Explanation for differentiating $y= \frac 1{\ln x}$ The solution in my book shows 
$$\frac{dy}{dx} = \frac{\ln(x) \cdot 0 - 1 \cdot \frac{1}{x}}{\ln^2(x)}$$
Can you please explain how the differentiation is done? 
I can easily differentiate it with substitution and I can understand the denominator easily  but I have no idea how he came up with that numerator
 A: $y=\frac{1}{\ln(x)}=(\ln(x))^{-1}.$
Now, use the power rule for differentiation and then apply the chain rule.
$y'=(-1)(\ln(x))^{-2}\frac{1}{x}=-\frac{1}{x\ln(x)^2}$.

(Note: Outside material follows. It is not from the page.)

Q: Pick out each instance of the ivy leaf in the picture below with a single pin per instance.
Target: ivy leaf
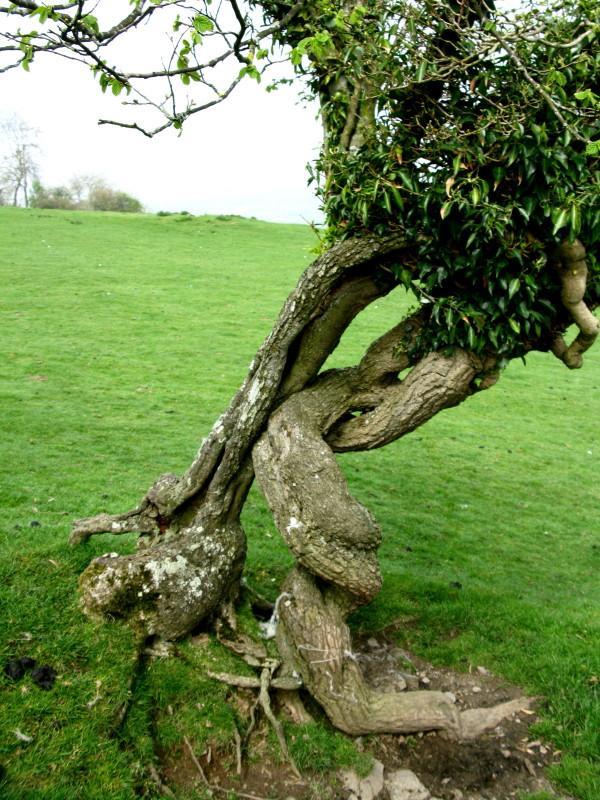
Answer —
(513, 287)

An Alternative way would be to use the quotient rule:
$y=\frac{1}{\ln(x)}=\frac{u}{v} \implies y'=\frac{u'v-uv'}{v^2}=\frac{(0)'\ln(x)-1(\ln(x))'}{\ln(x)^2}=-\frac{1/x}{\ln(x)^2}$
A: Your book's solution is using the quotient rule, which says that if $f(x) = \frac{u(x)}{v(x)}$, then 
$$f'(x) = \frac{v(x) \cdot u'(x) - u(x) \cdot v'(x)}{[v(x)]^2}$$
In this case, $u(x) = 1$ and $v(x) = \ln(x)$.

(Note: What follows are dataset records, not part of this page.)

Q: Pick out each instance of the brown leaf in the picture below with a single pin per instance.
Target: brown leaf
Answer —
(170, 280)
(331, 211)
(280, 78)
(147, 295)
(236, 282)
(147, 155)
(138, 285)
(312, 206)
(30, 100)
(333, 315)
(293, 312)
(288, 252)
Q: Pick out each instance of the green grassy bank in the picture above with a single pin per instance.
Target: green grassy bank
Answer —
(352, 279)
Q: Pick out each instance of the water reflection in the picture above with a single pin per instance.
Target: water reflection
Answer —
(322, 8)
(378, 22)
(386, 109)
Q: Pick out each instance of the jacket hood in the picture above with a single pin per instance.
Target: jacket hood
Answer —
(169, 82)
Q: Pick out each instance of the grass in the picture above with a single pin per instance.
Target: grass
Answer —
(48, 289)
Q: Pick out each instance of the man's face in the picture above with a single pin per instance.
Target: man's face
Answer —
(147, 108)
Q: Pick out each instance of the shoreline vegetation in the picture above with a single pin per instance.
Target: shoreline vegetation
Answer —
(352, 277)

A: The books solution clearly makes use of the quotient rule.  But when you differentiate a quotient with numerator a constant (like in this case, in which the numerator is equal to $1$, it can often be quicker to differentiate 
using the chain rule: 
Recall the chain rule: 

Suppose $y = g(f(x))$.  Then $y' = \dfrac{dy}{dx} = g'(f(x)) \cdot f'(x).\;$  We can use it here, too, designating $f(x) = \ln x$, and $g(x) = x^{-1}.$

And hence $\;y= g(f(x)) = (\ln x)^{-1}$. 
Using the the chain rule, we get : $$\frac{dy}{dx} = \underbrace{- \ln(x)^{-2}}_{\large g'(f(x))} \cdot \underbrace{\frac 1x}_{\large f'(x)}  =\; \color{blue}{\bf -\frac 1{(x\ln(x)^2)}}$$
A: This is quotient rule of differentiation.
$$\frac{dy}{dx}\left(\frac{f(x)}{g(x)}\right) =\frac{f'(x) \cdot g(x)-g'(x)\cdot f(x)}{\big(g(x)\big)^2}$$
A: y = 1/ln x
y= log e (base x)
x^y = e
taking log of both sides
y ln x =ln e
differentiate wrt x
y(1/x)+y'(ln x) = 0
y'(ln x) = -(y/x)
y' =-y/ x(ln x)
y' =-1/x(ln x)^2